さて、私達は小1時間程BHSで過ごし、コーラやお菓子までご馳走になって、すっかり気分が和んだところで、次に、BHWの仕事の1つである家庭訪問に同行した。

家庭訪問先の家は、2LDK〜3LDKほどの平家で、庭の中央には井戸があり、そこで食器を洗ったり、体を洗ったりするという。周囲には牛、鶏、豚が飼われ、作業場がある。

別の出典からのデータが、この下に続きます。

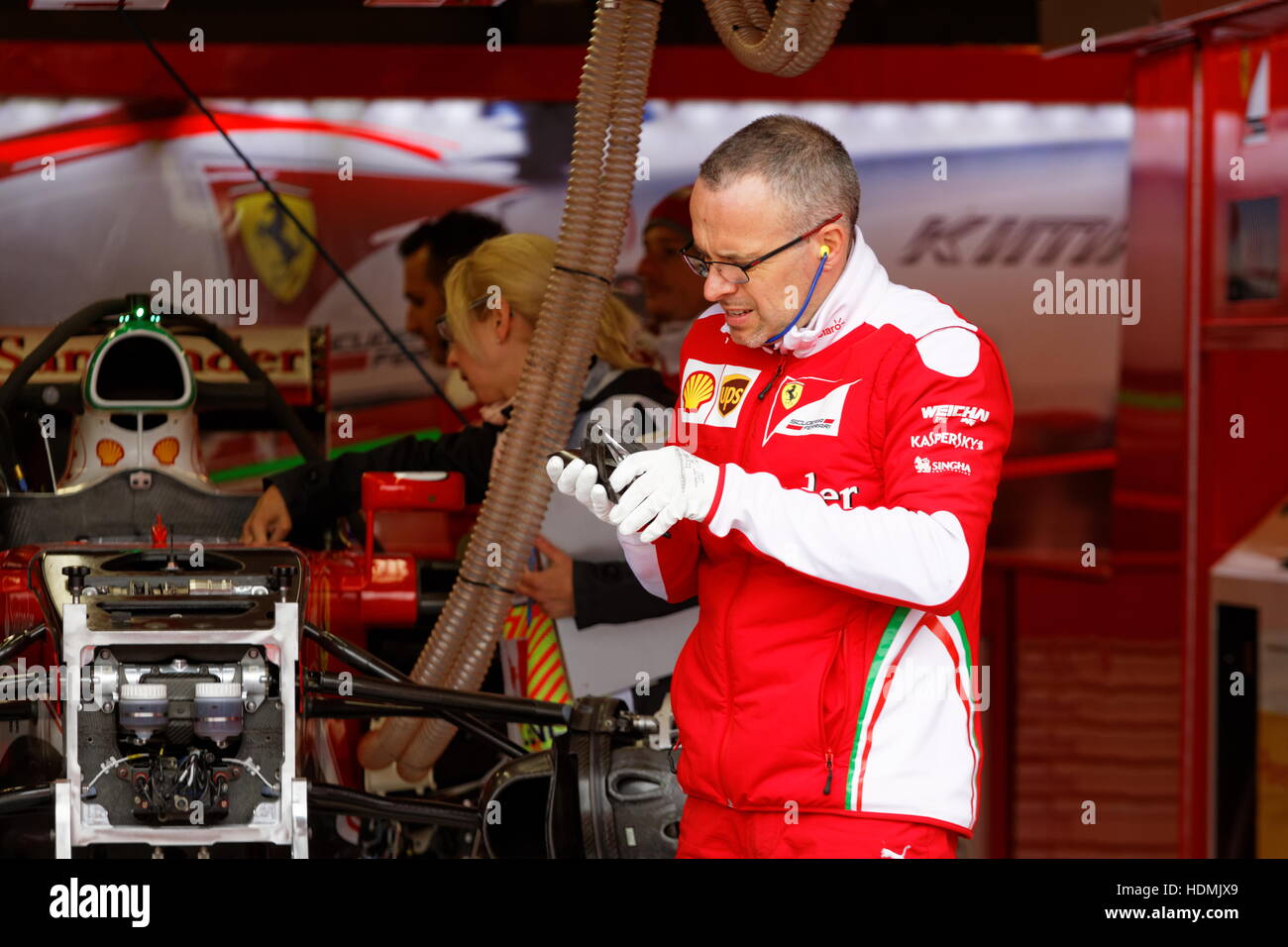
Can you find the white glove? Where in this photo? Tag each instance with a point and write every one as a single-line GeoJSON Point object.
{"type": "Point", "coordinates": [658, 488]}
{"type": "Point", "coordinates": [580, 479]}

はっきりいって、私は家の中の、彫刻の施された階段や装飾品、家電製品の充実ぶりに驚いた。水道が井戸で、ガスがボンベからの供給である以外、殆ど日本の一軒家とかわらない。実は、この家庭は農業でこれほどの収入を得ているのではなく、夫が台湾へ出稼ぎしているそうだ。海外で働くのはフィリピン人の中では珍しいことではないという。フィリピン人は、稼いだお金をまずは家の改築などに注ぐのが普通だそうで、一見裕福に見えるがこの辺りでは標準的なものらしい。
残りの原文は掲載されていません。